Mañanas de domingo, historias, jugos con pajillas, salas y el pesebre meticuloso que armaban las hermanas. Mañanas de domingo caminando las anchas veredas de la calle Lincoln bajo las sombras inconmensurables de sus árboles, con la misión de aquel reencuentro casi obligado. Mañanas y suspiros de tus compañeras velando salir y pasos de la Superiora en los jardines de Santa Rita trepadoras en los muros. Domingos de charlas con nostalgias en los ojos, algunas soledades y saludos entre visitantes con más palabras silenciadas que dichas. ¿Cómo olvidarlo?
Ya no se puede entrar ¿Sabés? Llegó un virus que paralizó al mundo por porciones. En una noticia leí que un crucero quedó flotando sin poder amarrar a ninguna costa porque el virus los sorprendió en alta mar. Cuatro cadáveres. Cuatro meciéndose entre las olas y varios condenados que no saben si van a pisar tierra. Pensé en el hogar. Pensé en Rosalía y Esther y todas esas miradas anhelantes.

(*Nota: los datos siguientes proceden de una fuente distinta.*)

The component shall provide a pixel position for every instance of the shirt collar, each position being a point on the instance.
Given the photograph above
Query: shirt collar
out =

Las imaginé tendidas en una cama o en sus sillas. También quedaron en la barca, sin timón y a la deriva. Solas. Sin amarras… ¿Es por eso que te fuiste antes? El virus las aisló de las manos que acariciaban sus cabezas plata, que limpiaban algún derrame en la comisura del labio tembloroso, que les llevaban un jugo para compartir una mañana de domingo o empujaban una silla con más cuidado que el que tendrían con un cochecito de niño. Estoy segura, no querías eso. Nunca le hubieras permitido a tus ojitos empañados cerrarse tan lejos de los nuestros. Por eso te fuiste. No sé ni por qué te lo estoy preguntando.
Hace tiempo que los domingos ya no me escapo a hurtadillas. Me siento con los chicos a tomar el desayuno y veo por la ventana caminar errantes vecinos con las bocas tapadas y el ceño fruncido. Tal vez con alguna bolsa de supermercado o apurando el perro en su paseo matutino. Pienso en nuestros domingos, agradezco. Ahí está el hogar, tan cerca y tan lejos y nadie que llegue a sus puertas con un paquete de panadería o niños de la mano. Quedan otros, queda el virus, quedan miles de barcas navegando por las aguas del mundo, aguas turbias. En Devoto está aquella barca meciéndose en soledad… sin timón… a la deriva.